Paris, le 13 février 1991.
Le Premier ministre à Mesdames et Messieurs les ministres et
secrétaires d'Etat.
Le décret no 84-74 du 26 janvier 1984 fixant le statut de la normalisation ainsi que la circulaire du 4 juillet 1986 sur les normes et spécifications techniques dans les marchés publics ont établi l'obligation de référence aux normes dans ces marchés.
Le décret no 90-653 du 18 juillet 1990, qui modifie les articles 13 et 18 du décret du 26 janvier 1984, a pour objet, à la lumière de l'expérience et en cohérence avec la réglementation communautaire récemment établie, de préciser la portée de cette obligation, tout en assouplissant la procédure de dérogation correspondante.
L'objectif principal de cette modification est d'adapter les dispositifs mis en place en 1984 au processus d'achèvement du marché intérieur, l'ensemble visant à doter notre pays d'un système de normes complet, de haut niveau et harmonisé au niveau communautaire, permettant d'accroître la cohésion de notre tissu industriel et de renforcer l'image de qualité de nos produits.I. - Portée de l'obligation de référence aux normes
En application du décret no 86-450 du 13 mars 1986 modifiant le code des marchés publics, l'obligation de référence aux normes françaises homologuées s'impose aux collectivités locales, et non plus seulement à l'Etat. La présente modification du décret no 84-74 du 26 janvier 1984 intègre cette extension.
Cette disposition signifie que les documents d'appel d'offres ainsi que les documents contractuels propres à chaque marché devront imposer, sauf recours aux procédures de dérogation définies ci-dessous, la conformité des offres aux normes applicables aux types de fournitures ou de prestations considérées.
L'obligation de référence aux normes françaises homologuées prend bien en compte les dispositions de la nouvelle réglementation européenne, qui imposent que les spécifications techniques soient définies par référence aux normes nationales transposant les normes européennes.

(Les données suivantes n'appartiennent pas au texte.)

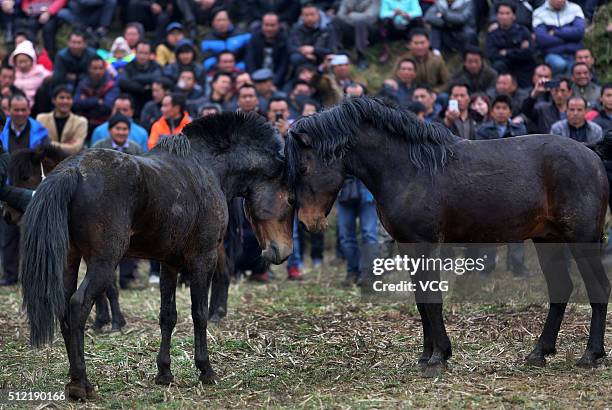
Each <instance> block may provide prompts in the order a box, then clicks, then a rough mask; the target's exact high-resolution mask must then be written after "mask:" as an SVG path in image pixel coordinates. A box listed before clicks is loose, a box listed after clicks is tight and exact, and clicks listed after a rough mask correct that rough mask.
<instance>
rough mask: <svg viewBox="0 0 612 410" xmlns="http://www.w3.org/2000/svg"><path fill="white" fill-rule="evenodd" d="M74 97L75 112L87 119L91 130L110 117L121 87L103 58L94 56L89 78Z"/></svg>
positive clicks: (74, 111)
mask: <svg viewBox="0 0 612 410" xmlns="http://www.w3.org/2000/svg"><path fill="white" fill-rule="evenodd" d="M74 95H75V97H74V112H75V113H77V114H79V115H82V116H84V117H85V118H87V120H88V121H89V129H90V130H93V129H94V128H95V127H97V126H98V125H100V124H102V123H103V122H104V121H106V120H107V119H108V117H110V114H111V109H112V105H113V102H114V101H115V98H117V96H118V95H119V87H118V86H117V83H116V82H115V80H113V79H112V77H111V75H110V74H109V73H108V72H107V71H106V64H105V63H104V60H102V57H99V56H94V57H93V58H92V59H91V60H90V61H89V69H88V73H87V76H86V77H85V78H83V79H82V80H81V81H80V82H79V85H78V86H77V89H76V91H75V93H74Z"/></svg>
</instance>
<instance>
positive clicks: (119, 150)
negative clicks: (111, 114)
mask: <svg viewBox="0 0 612 410" xmlns="http://www.w3.org/2000/svg"><path fill="white" fill-rule="evenodd" d="M131 126H132V120H131V119H130V118H128V117H126V116H125V115H122V114H119V113H117V114H114V115H113V116H112V117H111V119H110V120H109V121H108V134H107V135H108V137H106V138H104V139H101V140H100V141H98V142H96V143H95V144H94V145H93V146H92V148H107V149H114V150H116V151H121V152H124V153H126V154H132V155H140V154H142V153H143V151H142V148H141V147H140V145H138V144H137V143H136V142H134V141H132V140H130V139H129V137H128V135H129V133H130V127H131Z"/></svg>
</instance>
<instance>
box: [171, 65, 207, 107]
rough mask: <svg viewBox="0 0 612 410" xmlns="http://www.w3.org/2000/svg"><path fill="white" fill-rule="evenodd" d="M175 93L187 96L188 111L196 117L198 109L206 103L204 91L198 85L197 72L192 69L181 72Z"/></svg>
mask: <svg viewBox="0 0 612 410" xmlns="http://www.w3.org/2000/svg"><path fill="white" fill-rule="evenodd" d="M175 91H176V92H179V93H181V94H183V95H184V96H185V100H186V102H187V111H189V113H190V115H192V116H195V115H196V114H197V112H198V107H200V106H201V105H202V104H203V103H204V90H203V89H202V87H201V86H200V85H199V84H198V83H196V77H195V72H194V71H193V70H192V69H190V68H185V69H184V70H183V71H181V74H180V75H179V80H178V83H177V84H176V90H175Z"/></svg>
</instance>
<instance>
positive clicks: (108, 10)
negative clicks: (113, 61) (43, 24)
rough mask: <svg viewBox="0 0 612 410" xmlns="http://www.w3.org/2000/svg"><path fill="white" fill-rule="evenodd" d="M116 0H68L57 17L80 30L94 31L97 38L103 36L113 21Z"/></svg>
mask: <svg viewBox="0 0 612 410" xmlns="http://www.w3.org/2000/svg"><path fill="white" fill-rule="evenodd" d="M115 7H117V0H70V1H69V2H68V7H67V8H64V9H62V10H60V11H59V12H58V13H57V17H58V18H59V19H60V20H62V21H64V22H66V23H68V24H70V25H71V26H72V27H77V28H80V29H82V30H85V29H86V30H87V31H94V34H95V36H96V37H97V38H98V40H100V39H102V38H104V37H105V36H106V33H108V29H109V27H110V25H111V22H112V21H113V14H114V13H115Z"/></svg>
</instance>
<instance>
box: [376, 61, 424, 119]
mask: <svg viewBox="0 0 612 410" xmlns="http://www.w3.org/2000/svg"><path fill="white" fill-rule="evenodd" d="M415 79H416V63H415V62H414V60H412V59H410V58H402V59H401V60H399V61H398V63H397V65H396V68H395V76H394V77H393V78H388V79H386V80H385V82H384V83H383V88H382V90H381V92H380V95H381V96H382V97H386V98H390V99H391V100H393V101H395V102H396V103H397V104H399V105H400V106H401V107H404V108H407V107H408V106H409V105H410V104H411V103H412V92H413V91H414V86H415V85H416V84H415Z"/></svg>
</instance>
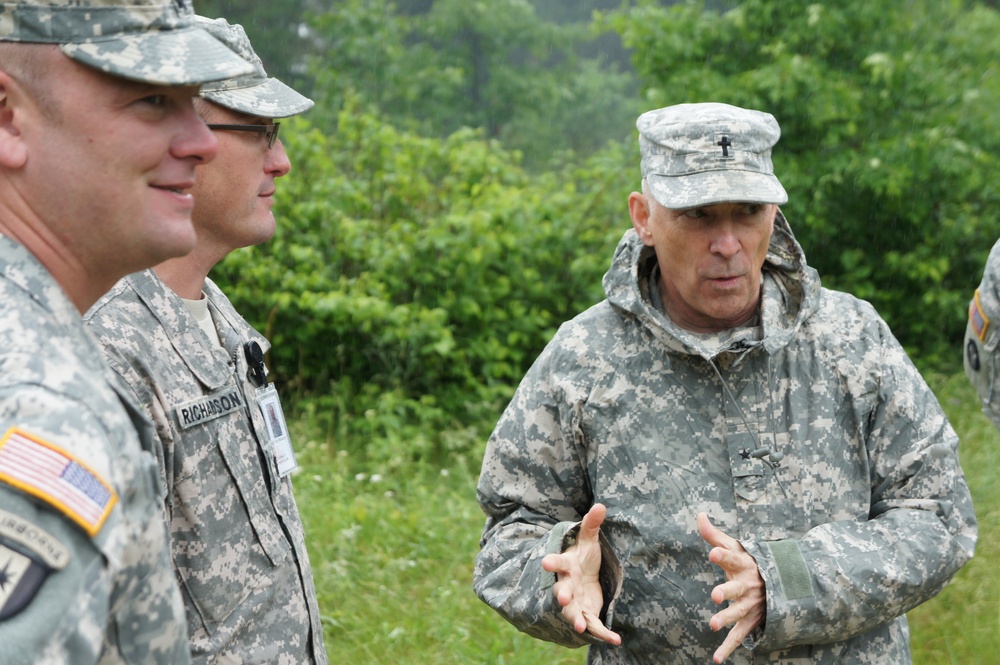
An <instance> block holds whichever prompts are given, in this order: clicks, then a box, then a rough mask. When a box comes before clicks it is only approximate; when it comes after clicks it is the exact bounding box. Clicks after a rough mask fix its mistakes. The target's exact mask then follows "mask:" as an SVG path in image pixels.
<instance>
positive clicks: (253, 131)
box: [208, 122, 281, 150]
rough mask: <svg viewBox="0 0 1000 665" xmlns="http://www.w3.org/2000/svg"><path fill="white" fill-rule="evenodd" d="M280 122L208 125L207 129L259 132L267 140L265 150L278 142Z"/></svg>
mask: <svg viewBox="0 0 1000 665" xmlns="http://www.w3.org/2000/svg"><path fill="white" fill-rule="evenodd" d="M280 125H281V123H280V122H276V123H274V124H273V125H209V126H208V128H209V129H229V130H232V131H234V132H259V133H261V134H263V135H264V138H265V139H267V149H268V150H270V149H271V148H273V147H274V142H275V141H277V140H278V127H279V126H280Z"/></svg>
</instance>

En effet, de par les statuts des organismes européens de normalisation, toutes les normes européennes sont transposées en normes françaises homologuées. Cette obligation confère donc aux normes européennes, lorsqu'elles existent, le rôle de référence commune à tous les acheteurs publics de la Communauté.
En l'absence de normes européennes, la nouvelle réglementation communautaire invite les acheteurs publics à se référer prioritairement aux normes nationales transposant les normes internationales (ISO, CEI) ou, à défaut,
aux autres normes nationales. Là encore, cette orientation est d'ores et déjà suivie au niveau national, dans la mesure où la normalisation française s'appuie très largement sur la normalisation internationale, bien qu'il n'y ait aucune obligation de reprise des normes internationales en normes nationales.
Par ailleurs, lorsque des normes étrangères sont applicables en France en vertu d'un accord international, l'acheteur public y fait référence.
Au stade du dépouillement des offres, et en l'absence de normes européennes, l'acheteur public ne peut écarter a priori les soumissions conformes à des normes étrangères en vigueur dans d'autres Etats membres de la Communauté économique européenne. Une telle offre est en effet recevable si le soumissionnaire peut justifier d'un document attestant une reconnaissance entre les instituts nationaux de normalisation ou entre les autorités administratives compétentes et relatif à l'équivalence entre les spécifications techniques étrangères invoquées et les normes françaises auxquelles il a été fait référence dans le cahier des charges.